Self-Editing 201 with Professor VonnegutOctober 19, 2007 at 1:49 pm | Posted in editing, Meg, self-editing | 1 Comment
You’ve aced Self Editing 101 and eliminated all unnecessary words (adverbs, that, just, about, able, anyway, but, by, even, like, notice, of, realize, said, seems, so, some, still, then, very, etc.) and struggled through S-E 102 as you ‘actionized’ your passive voice. Now, it’s second year, folks, and time for an advanced lesson. Our guest professor is Kurt Vonnegut and his rules on writing short stories :
1. Use the time of a total stranger in such a way that he or she will not feel the time was wasted.
2. Give the reader at least one character he or she can root for.
3. Every character should want something, even if it is only a glass of water.
4. Every sentence must do one of two things — reveal character or advance the action.
5. Start as close to the end as possible.
6. Be a sadist. Now matter how sweet and innocent your leading characters, make awful things happen to them — in order that the reader may see what they are made of.
7. Write to please just one person. If you open a window and make love to the world, so to speak, your story will get pneumonia.

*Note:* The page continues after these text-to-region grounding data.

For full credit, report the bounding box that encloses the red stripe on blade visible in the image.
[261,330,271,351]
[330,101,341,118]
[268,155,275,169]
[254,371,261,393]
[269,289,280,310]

8. Give your readers as much information as possible as soon as possible. To heck with suspense. Readers should have such complete understanding of what is going on, where and why, that they could finish the story themselves, should cockroaches eat the last few pages. — Kurt Vonnegut
Now, I’m in the midst of applying this to my current ms. I wiped out a whole character because he wasted time making my main character turn over (she’s in the Caribbean and needed help sunbathing- yes, didn’t advance the action or reveal character either). I need to double check what my characters want- money, love, safety, etc. and then make sure every obstacle keeps them from this desire. (Writing is one of the only places you can unleash that inner bitch and be intentionally cruel! I love it!) And I need to make sure I have someone sympathetic enough to have the reader turning pages even through the bad scenes I missed.
But the last one, the rule about telling all, I think I will break this one. I don’t want the reader to know certain aspects of the book. I hate reading books that I can see the ending. Why waste my time? Isn’t the goal to write a book that people will stay up all night to get to the last page? I even love romances when I’m not sure whom the heroine will pick or if there will be a happy ending. So this rule I’ll break.
And rule breaking, that’s a topic for another blog, but if you want to break the rules, go for it. According to Wikipedia, my new favorite website for all things,Vonnegut qualifies this list by adding that the greatest American short story writer, Flannery O’Connor, broke all these rules except the first, and that great writers tend to do that.